For a backup cluster used only for extra read capacity, this can be agreeable. The primary cluster can thus sustain more clusters instead of sustaining fail-over replication channels.

Characteristics of replica applier for RonDB#

The replica applier is the replica applier used by MySQL Replication. This applier is single-threaded. At the same time, this single thread works on very large batches where transactions spanning the last 100 milliseconds are applied in one large transaction.

Given that the NDB API can sustain very high levels of batching, the performance of this single thread is extremely good. More than a hundred thousand operations per second can be handled through this single thread.

Global Replication can be used for most applications using RonDB. The exception is applications requiring many hundreds of thousands of write operations per second or even going into millions of write operations per second. Those cases are still possible to handle but will require setting up parallel replication channels for each database as described in later chapters.

Purging MySQL Replication files#

MySQL Replication uses binlog files that have a specific size, after completing the write of one binlog file, the file is closed and a new one is written to instead. It goes on like this as long as the replication continues. A binlog file can also be closed and a new one created by restarting the MySQL Server.

MySQL will never delete any binlog files automatically, it can delete them on command, but the command must be executed by the DBA. Thus the DBA must always have a strategy for how to delete the binlog files.

In case the backup clusters are not used for fail-over scenarios it would be sufficient to keep the binlog files until all backup clusters have applied the binlog file.

Thus to calculate which files to delete at any point in time one would issue the following query towards the ndb_apply_status table in each backup cluster to deduce what epoch have been applied in the backup cluster.

SELECT @latest:= MAX(epoch) FROM mysql.ndb_apply_status;

Now take the minimum of all the latest from all backup clusters. Next, use the following query on the ndb_binlog_index table in the primary cluster.

SELECT @file:=SUBSTRING_INDEX(next_file, '/', -1),
       @pos:=next_position
FROM mysql.ndb_binlog_index
WHERE epoch <= @minimum_latest
ORDER BY epoch DESC LIMIT 1;

Now the file variable contains the last file that needs to be retained. All files before this one can be deleted.

Now if we have a fail-over scenario it is essential to be able to fail-over after a complete crash of the primary cluster. It is important to be able to handle simultaneous crash of the primary cluster and the backup cluster used for fail-over. In this case, we can restart one of the clusters using a backup from the primary cluster followed by applying the binlog up to the end of the binlog.

To ensure that the binlog can be used together with a backup one checks the StopGCP number output from the backup at completion.

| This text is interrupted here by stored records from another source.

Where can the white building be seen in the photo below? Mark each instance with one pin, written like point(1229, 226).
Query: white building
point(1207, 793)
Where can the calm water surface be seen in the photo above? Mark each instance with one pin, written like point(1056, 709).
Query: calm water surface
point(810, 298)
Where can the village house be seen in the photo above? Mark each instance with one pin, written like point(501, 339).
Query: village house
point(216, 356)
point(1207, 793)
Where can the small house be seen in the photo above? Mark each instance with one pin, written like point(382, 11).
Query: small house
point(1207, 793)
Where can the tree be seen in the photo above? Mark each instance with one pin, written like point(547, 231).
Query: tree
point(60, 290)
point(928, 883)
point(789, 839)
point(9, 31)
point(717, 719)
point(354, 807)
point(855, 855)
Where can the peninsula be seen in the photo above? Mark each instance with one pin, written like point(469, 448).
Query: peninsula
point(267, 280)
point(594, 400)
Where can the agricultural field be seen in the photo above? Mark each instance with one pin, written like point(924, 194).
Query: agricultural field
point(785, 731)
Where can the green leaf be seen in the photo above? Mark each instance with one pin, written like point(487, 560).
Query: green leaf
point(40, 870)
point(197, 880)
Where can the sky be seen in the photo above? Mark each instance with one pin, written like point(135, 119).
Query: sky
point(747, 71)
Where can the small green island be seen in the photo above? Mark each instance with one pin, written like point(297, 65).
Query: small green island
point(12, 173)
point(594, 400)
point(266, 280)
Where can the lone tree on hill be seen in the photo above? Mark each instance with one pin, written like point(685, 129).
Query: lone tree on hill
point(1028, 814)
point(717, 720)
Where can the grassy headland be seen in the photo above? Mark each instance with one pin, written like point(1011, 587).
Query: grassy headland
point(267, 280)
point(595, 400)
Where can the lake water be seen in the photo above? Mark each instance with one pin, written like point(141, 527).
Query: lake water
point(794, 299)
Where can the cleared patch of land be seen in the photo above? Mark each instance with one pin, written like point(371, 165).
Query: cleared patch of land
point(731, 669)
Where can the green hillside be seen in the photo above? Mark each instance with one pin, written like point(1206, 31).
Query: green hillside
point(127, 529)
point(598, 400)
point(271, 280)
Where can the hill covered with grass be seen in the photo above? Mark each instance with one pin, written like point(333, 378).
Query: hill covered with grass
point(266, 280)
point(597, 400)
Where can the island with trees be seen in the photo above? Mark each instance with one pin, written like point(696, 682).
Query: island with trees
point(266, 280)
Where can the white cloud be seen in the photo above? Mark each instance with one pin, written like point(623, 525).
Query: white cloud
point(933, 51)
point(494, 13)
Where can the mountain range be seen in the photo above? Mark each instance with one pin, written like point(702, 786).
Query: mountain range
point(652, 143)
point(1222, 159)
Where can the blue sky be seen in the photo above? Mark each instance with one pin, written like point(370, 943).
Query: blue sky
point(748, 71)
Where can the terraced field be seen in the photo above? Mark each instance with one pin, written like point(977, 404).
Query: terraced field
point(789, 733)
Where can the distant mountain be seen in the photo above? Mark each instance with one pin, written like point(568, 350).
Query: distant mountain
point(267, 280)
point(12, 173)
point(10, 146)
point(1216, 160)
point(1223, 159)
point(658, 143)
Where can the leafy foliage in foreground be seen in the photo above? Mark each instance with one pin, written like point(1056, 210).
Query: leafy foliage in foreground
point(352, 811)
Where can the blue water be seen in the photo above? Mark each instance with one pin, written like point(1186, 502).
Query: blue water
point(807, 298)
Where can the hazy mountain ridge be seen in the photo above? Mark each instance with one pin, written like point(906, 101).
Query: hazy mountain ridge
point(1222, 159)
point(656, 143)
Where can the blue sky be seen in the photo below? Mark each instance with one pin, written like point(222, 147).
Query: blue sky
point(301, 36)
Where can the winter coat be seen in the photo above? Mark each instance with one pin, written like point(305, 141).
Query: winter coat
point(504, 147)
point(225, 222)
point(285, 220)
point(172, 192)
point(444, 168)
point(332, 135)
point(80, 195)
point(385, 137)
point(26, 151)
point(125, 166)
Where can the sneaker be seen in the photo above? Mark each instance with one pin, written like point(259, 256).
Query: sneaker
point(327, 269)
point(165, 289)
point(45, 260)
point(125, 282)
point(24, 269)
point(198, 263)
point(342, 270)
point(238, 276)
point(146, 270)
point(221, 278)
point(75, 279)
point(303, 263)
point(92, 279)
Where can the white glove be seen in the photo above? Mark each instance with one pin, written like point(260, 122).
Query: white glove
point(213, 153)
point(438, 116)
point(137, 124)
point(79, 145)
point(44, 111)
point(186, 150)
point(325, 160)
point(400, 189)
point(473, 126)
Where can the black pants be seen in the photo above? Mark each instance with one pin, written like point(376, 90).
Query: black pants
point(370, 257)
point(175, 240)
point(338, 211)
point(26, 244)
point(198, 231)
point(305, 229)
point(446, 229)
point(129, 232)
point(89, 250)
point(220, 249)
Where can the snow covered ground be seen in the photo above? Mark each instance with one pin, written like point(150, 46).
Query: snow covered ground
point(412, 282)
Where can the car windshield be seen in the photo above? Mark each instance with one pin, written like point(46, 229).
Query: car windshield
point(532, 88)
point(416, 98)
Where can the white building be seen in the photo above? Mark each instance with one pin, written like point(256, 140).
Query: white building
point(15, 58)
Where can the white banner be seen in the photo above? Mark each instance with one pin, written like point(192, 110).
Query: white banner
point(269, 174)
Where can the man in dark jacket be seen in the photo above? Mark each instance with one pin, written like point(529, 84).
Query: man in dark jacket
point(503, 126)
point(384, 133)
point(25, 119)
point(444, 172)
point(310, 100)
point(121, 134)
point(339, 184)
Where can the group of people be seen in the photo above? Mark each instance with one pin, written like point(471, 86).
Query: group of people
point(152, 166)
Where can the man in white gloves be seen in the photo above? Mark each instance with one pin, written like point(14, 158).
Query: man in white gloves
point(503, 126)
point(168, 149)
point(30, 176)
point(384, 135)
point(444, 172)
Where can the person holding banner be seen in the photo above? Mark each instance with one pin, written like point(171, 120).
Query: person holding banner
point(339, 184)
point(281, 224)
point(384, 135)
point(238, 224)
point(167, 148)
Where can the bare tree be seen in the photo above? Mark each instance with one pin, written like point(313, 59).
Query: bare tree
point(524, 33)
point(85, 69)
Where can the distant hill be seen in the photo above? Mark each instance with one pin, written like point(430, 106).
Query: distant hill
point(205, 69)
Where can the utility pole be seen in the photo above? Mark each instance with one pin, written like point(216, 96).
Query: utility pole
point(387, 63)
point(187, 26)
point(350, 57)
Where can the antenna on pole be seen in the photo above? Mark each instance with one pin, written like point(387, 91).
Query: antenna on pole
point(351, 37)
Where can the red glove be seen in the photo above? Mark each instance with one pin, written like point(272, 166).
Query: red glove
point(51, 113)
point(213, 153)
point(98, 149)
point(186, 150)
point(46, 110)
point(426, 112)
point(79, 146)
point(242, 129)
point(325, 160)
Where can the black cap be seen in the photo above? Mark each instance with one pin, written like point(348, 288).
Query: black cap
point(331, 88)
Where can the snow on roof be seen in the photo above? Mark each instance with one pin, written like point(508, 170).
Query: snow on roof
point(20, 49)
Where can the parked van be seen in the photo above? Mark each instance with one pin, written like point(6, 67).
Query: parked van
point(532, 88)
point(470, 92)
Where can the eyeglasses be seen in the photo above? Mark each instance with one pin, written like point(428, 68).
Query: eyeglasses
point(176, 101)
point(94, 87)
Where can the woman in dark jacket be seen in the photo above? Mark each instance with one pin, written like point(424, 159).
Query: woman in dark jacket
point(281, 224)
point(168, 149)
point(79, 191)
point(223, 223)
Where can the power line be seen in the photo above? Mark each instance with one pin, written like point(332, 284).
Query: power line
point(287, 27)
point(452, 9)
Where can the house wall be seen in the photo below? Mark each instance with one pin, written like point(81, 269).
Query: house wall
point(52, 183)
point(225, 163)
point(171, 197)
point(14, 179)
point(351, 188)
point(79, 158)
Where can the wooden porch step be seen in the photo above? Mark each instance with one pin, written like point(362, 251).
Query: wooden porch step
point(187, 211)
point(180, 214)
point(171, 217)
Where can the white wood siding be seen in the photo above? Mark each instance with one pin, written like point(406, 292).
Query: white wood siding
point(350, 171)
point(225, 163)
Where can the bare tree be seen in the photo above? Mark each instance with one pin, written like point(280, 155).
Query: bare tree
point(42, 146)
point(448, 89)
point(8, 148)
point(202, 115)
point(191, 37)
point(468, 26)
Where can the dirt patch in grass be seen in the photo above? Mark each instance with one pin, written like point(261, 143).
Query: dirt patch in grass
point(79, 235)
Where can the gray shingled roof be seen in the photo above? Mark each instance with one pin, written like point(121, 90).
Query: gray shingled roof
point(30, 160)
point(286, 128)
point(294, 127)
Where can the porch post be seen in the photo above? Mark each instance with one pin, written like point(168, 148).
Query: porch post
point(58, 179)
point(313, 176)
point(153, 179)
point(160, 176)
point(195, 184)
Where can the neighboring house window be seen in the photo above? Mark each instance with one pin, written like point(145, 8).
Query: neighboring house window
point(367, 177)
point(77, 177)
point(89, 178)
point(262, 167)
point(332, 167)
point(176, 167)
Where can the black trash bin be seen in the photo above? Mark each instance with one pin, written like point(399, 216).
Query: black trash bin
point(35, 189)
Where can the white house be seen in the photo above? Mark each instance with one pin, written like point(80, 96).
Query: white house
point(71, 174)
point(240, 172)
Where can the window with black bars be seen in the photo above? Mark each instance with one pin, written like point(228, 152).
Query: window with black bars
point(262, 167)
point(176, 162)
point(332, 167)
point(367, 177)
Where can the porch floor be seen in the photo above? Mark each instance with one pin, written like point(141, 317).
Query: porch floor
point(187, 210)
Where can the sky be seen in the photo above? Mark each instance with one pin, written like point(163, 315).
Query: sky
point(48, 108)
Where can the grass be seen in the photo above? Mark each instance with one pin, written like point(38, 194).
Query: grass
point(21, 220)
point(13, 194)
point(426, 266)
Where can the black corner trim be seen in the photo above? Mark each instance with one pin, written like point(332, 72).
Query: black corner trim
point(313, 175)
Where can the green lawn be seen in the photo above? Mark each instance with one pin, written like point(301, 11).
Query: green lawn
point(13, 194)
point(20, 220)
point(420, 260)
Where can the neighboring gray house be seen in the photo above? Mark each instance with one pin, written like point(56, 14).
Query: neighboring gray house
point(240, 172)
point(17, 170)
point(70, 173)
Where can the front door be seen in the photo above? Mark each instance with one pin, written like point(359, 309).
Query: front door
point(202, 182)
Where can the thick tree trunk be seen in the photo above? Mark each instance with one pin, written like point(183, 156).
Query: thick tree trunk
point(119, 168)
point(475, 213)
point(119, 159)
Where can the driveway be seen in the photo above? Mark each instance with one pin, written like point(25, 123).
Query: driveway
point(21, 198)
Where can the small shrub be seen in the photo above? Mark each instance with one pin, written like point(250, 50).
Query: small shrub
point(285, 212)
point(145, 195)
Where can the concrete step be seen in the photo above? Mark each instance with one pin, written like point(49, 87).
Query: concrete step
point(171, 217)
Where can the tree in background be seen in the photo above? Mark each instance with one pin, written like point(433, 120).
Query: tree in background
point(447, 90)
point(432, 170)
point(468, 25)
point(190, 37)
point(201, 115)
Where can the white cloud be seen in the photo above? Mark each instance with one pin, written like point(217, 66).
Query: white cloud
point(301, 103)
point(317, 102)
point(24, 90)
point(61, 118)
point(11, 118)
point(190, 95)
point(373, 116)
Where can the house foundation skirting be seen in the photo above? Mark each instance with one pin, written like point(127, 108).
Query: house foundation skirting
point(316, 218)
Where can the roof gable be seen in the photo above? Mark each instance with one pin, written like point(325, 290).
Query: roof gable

In the example below the StopGCP is 3845.

ndb_mgm> START BACKUP
Waiting for completed, this may take several minutes
Node 2: Backup 1 started from node 1
Node 2: Backup 1 started from node 1 completed
 StartGCP: 3839 StopGCP: 3845 
 #Records: 193234 #LogRecords: 12349
 Data: 20519789 bytes Log: 1334560 bytes

An epoch number is formed by using the StopGCP as the 32 most significant bits of a 64-bit number and 0 as the 32 least significant numbers. Use this epoch number in the same manner as above to calculate the binlog file that can be deleted using the above query on the ndb_binlog_index table.

In the fail-over case, we have to ensure that all backup clusters can survive a primary cluster failure and we need to be able to handle a restore from backup, thus we need to retain the files needed for both of the above cases.

When we are deleting a binlog file it is important to also delete all entries in the ndb_binlog_index table for this file as well. Running the PURGE BINARY LOGS will ensure that this is done correctly.

PURGE BINARY LOGS TO 'mysql-bin-009';

Thus an important script in the DBA toolbox for Global Replication is a script that automates the above to ensure that we purge binlog files in the MySQL replication servers in the primary cluster.